Il semble que les vésicules rendent la tumeur immunologiquement active de sorte que la thérapie par points de contrôle puisse gagner du terrain et commencer à fonctionner. Ces résultats soutiennent la poursuite du développement des vésicules extracellulaires en tant que nouvelle thérapie contre le cancer. »
Susanne Gabrielsson, dernière professeure auteure de l’étude au Département de médecine (Solna), Karolinska Institutet
Les vésicules extracellulaires sont parfois appelées messagers du corps. Ce sont des bulles à l’échelle nanométrique liées à la membrane que les cellules peuvent s’envoyer les unes aux autres pour échanger des informations. Les vésicules des cellules tumorales, par exemple, peuvent désactiver le système immunitaire afin que le cancer puisse se propager, tandis que les vésicules des cellules immunitaires peuvent activer une réponse immunitaire.
Peut activer les cellules immunitaires
Dans des études antérieures, les chercheurs de KI ont montré qu’un certain type de vésicule extracellulaire des cellules immunitaires peut activer les lymphocytes T immunitaires et réduire la croissance tumorale chez la souris. Dans la présente étude, ils ont examiné le fonctionnement de ces vésicules dans un modèle murin d’un cancer de la peau résistant au traitement par inhibiteur de point de contrôle.

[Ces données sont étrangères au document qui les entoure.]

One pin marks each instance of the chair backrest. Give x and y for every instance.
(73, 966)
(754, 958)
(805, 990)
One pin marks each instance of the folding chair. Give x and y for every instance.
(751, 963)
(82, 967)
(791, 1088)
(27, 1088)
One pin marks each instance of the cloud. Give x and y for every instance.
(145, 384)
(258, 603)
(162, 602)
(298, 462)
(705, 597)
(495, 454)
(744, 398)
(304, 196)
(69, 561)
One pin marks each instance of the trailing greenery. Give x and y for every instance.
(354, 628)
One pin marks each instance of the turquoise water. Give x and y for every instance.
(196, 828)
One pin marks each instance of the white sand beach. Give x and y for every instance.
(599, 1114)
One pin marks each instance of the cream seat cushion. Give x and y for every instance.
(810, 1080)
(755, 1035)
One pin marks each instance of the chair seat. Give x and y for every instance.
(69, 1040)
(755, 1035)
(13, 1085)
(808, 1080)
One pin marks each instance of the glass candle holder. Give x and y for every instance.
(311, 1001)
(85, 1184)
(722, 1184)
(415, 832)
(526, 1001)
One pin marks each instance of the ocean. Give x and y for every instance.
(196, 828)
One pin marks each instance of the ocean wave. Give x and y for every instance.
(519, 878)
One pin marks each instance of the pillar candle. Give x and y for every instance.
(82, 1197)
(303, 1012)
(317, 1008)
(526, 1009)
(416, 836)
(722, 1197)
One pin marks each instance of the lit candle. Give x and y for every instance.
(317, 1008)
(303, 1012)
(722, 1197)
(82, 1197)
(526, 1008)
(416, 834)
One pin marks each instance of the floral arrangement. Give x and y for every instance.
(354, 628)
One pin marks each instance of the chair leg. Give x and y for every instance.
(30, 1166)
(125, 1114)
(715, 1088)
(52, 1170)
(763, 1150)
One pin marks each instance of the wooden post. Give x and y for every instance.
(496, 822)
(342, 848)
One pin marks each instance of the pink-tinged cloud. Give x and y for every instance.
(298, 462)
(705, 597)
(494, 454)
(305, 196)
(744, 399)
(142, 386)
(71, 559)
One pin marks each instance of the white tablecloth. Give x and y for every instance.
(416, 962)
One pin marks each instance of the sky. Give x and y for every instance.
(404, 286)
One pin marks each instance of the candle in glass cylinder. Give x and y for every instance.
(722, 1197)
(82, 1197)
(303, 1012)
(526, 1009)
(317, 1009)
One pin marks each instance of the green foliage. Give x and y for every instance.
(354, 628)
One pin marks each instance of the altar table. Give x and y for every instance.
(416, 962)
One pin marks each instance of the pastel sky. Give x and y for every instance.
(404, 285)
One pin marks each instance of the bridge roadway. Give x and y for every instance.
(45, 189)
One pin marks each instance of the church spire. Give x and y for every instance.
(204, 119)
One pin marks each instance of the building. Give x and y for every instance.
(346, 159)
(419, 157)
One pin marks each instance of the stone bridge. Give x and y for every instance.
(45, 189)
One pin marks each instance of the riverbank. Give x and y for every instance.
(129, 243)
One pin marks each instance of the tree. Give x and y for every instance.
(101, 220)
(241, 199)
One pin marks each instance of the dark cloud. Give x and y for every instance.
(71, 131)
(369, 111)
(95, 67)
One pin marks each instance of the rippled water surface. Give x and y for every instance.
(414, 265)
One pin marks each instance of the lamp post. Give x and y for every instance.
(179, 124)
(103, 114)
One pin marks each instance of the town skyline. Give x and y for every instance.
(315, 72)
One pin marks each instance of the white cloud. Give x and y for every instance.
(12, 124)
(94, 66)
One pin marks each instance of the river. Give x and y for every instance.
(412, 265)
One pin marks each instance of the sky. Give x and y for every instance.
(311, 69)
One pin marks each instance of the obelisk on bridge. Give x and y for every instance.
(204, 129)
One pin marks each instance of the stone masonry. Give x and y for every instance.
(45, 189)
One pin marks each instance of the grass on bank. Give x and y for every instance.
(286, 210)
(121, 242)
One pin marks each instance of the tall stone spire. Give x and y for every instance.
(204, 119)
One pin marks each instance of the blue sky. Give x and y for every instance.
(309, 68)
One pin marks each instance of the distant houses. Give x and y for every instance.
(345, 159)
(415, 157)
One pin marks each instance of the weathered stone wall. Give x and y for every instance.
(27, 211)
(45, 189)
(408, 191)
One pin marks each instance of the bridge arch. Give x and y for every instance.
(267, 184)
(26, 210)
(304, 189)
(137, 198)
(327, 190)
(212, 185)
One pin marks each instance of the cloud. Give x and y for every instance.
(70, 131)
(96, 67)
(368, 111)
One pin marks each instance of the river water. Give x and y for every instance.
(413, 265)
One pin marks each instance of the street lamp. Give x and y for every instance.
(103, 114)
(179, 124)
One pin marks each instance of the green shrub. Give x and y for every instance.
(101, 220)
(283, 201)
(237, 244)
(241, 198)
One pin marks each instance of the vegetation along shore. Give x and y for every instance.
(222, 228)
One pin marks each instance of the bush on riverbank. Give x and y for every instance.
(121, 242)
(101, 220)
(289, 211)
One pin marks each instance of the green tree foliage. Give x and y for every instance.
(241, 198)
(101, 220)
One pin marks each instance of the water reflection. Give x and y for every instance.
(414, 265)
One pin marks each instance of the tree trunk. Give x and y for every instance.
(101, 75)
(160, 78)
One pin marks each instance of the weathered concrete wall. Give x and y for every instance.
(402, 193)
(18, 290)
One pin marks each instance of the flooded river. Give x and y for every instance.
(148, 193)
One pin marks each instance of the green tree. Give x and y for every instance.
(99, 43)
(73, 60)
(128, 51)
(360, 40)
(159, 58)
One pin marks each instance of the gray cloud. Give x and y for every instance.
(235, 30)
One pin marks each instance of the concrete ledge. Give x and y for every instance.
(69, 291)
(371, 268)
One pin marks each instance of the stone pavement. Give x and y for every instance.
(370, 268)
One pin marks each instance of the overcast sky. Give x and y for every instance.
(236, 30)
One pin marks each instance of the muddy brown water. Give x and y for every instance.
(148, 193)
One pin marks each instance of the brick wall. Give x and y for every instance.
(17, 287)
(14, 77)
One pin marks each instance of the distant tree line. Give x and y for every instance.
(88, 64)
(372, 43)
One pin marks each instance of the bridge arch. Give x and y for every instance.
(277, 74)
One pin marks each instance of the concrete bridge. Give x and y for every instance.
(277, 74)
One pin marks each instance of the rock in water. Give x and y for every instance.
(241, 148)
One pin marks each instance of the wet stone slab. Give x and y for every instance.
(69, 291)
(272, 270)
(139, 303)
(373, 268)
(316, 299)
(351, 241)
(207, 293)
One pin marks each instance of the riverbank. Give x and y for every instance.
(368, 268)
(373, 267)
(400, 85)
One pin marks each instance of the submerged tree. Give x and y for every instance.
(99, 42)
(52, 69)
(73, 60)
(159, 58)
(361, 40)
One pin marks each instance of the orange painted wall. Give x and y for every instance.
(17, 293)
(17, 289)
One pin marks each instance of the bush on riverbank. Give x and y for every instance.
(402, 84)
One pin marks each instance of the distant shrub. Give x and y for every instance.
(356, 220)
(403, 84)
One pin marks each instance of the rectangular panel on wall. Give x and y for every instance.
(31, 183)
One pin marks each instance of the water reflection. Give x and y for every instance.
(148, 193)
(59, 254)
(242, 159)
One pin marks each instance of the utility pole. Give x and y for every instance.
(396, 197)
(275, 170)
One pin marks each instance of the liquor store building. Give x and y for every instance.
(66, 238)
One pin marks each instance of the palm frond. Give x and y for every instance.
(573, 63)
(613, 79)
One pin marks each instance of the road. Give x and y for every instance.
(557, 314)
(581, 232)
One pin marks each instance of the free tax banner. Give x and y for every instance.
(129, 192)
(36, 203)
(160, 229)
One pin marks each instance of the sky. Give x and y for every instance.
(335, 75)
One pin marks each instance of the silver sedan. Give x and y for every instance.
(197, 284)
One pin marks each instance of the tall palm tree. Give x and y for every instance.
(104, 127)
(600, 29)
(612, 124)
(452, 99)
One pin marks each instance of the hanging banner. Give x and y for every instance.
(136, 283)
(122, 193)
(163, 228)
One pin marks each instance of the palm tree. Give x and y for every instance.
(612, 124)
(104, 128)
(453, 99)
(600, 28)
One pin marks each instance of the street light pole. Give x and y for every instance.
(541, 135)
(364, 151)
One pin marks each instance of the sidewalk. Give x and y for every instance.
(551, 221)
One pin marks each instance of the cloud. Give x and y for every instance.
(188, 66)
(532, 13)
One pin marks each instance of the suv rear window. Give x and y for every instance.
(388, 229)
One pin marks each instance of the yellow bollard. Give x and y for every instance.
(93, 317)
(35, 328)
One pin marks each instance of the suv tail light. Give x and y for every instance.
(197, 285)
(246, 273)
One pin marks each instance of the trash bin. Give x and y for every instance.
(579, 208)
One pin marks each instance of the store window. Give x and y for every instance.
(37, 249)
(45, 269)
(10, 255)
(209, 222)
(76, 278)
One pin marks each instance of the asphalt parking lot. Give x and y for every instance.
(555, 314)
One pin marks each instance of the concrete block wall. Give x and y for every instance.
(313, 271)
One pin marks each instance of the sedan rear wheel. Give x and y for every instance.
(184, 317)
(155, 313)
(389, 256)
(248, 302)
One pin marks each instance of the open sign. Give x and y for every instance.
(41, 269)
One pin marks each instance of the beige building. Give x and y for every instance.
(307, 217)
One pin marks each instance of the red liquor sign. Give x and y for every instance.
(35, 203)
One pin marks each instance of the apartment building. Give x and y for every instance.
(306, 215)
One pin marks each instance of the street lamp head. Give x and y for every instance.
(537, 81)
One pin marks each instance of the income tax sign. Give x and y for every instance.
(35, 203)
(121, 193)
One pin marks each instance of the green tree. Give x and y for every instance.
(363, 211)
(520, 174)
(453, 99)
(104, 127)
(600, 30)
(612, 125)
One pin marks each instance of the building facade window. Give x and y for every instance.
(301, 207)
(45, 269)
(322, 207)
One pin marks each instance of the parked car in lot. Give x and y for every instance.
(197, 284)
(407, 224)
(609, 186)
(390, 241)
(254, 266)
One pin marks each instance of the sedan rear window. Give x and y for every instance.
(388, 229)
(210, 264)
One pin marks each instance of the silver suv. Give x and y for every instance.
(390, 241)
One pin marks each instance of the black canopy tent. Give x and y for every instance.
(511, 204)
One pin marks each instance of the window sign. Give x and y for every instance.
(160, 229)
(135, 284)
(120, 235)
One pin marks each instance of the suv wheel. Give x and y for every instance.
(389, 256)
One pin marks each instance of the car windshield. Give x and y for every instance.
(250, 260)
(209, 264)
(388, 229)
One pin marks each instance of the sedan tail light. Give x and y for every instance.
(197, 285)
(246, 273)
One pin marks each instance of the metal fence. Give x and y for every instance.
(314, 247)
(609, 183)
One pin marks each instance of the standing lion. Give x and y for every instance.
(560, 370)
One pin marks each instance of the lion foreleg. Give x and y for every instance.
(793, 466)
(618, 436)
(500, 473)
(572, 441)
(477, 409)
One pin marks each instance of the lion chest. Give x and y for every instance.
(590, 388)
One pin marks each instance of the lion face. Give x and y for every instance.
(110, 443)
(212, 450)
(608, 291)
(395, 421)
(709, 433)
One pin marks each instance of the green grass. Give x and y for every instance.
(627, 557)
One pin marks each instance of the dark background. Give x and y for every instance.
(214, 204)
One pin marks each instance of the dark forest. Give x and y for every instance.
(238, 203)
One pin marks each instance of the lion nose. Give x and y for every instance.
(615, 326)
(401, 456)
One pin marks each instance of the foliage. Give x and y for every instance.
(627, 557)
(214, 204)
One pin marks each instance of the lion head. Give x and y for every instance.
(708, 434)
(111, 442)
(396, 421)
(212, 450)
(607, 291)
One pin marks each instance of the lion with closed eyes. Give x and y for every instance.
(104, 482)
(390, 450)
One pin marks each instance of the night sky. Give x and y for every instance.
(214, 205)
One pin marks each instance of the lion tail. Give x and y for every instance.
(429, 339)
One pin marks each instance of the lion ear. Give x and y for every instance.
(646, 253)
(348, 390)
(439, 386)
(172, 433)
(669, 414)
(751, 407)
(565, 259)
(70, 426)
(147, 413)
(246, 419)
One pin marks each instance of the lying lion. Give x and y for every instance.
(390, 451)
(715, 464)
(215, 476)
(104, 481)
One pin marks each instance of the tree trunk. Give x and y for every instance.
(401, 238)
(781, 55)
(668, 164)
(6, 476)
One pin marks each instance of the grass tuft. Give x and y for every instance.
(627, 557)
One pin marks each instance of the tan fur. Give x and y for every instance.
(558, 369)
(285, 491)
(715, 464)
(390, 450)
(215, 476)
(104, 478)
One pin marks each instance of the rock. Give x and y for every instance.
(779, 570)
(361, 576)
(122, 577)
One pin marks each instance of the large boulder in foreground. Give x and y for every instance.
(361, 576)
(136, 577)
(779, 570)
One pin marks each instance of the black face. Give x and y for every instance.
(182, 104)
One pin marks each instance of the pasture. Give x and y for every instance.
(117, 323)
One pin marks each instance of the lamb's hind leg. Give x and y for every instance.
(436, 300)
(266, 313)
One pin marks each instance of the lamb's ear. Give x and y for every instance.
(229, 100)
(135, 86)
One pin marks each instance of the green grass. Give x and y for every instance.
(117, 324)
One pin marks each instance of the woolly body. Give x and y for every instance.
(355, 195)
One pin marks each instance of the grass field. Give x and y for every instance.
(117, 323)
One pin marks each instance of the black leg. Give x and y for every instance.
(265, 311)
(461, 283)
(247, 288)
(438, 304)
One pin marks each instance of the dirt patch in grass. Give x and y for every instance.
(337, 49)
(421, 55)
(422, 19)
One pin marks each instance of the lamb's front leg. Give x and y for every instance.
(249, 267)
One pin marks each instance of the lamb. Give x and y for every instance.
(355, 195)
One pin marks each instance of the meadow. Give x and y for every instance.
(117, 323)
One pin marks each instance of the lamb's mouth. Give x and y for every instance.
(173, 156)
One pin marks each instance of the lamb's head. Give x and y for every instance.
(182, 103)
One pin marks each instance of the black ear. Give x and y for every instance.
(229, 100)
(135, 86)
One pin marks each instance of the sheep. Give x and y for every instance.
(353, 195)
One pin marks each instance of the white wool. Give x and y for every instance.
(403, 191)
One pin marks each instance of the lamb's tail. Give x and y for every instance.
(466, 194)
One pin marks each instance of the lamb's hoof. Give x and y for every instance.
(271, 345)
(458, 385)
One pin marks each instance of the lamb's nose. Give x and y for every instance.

Les vésicules extracellulaires utilisées dans l’étude ont été isolées des propres cellules immunitaires des souris (cellules dendritiques). Dans ce cas, une protéine spécifique du cancer appelée ovalbumine et une molécule appelée alpha-galactosylcéramide ont ensuite été ajoutées, qui stimulent toutes deux les cellules T et les cellules tueuses naturelles.
Lorsque les vésicules ont été introduites chez des souris à des fins thérapeutiques pour traiter leurs tumeurs ou à titre prophylactique avant que leurs tumeurs ne commencent à se développer, elles ont activé leur système immunitaire pour produire une forte réponse des lymphocytes T à la protéine cancéreuse. Le même effet n’a pas été obtenu si les animaux n’ont reçu que des inhibiteurs de point de contrôle, et a été plus prononcé chez les animaux qui ont reçu une combinaison de vésicules et de thérapie de point de contrôle.
Cependant, les chercheurs n’ont observé aucun effet sur la survie lorsque les animaux ont reçu la thérapie combinée vésicule-point de contrôle par rapport aux vésicules seules, et pensent que la durée de l’expérience était peut-être trop courte pour que le système immunitaire activé affecte les tumeurs. Lorsque les traitements ont été administrés à titre prophylactique aux souris, ce qui donne une durée d’action plus longue, les souris ayant reçu le traitement combiné ont montré une meilleure survie que celles qui n’ont reçu que des vésicules.
Testé sur des patients humains
D’autres chercheurs ont essayé de donner des vésicules extracellulaires de cellules immunitaires à des patients humains comme traitement anticancéreux déjà en 2005. Dans ces études, les vésicules se sont révélées sûres mais peu efficaces. Le professeur Gabrielsson pense que c’est parce que les expériences ont été menées trop tôt, avant que les scientifiques ne sachent quelles molécules les vésicules doivent contenir pour être efficaces, ce à quoi son équipe a consacré des efforts considérables. Ils tentent également de simplifier la fabrication des vésicules extracellulaires.
« Notre objectif est de pouvoir utiliser des lignées cellulaires au lieu d’avoir à prélever les propres cellules des patients », dit-elle. « Cela signifie que les vésicules peuvent être préparées à l’avance et congelées jusqu’à ce qu’elles soient nécessaires. Nous pensons également que des variantes du traitement pourraient être utilisées pour d’autres formes de cancer et d’autres maladies. »
L’étude a été soutenue par des subventions du Conseil suédois de la recherche, de la Société suédoise du cancer, des Fonds de recherche sur le cancer de Radiumhemmet, de la région de Stockholm et de la Fondation suédoise du cœur et des poumons et avec un financement KID du Karolinska Institutet. Susanne Gabrielsson détient un brevet pour les exosomes immunothérapeutiques des cellules B et fait partie du comité consultatif scientifique d’Anjarium Biosciences.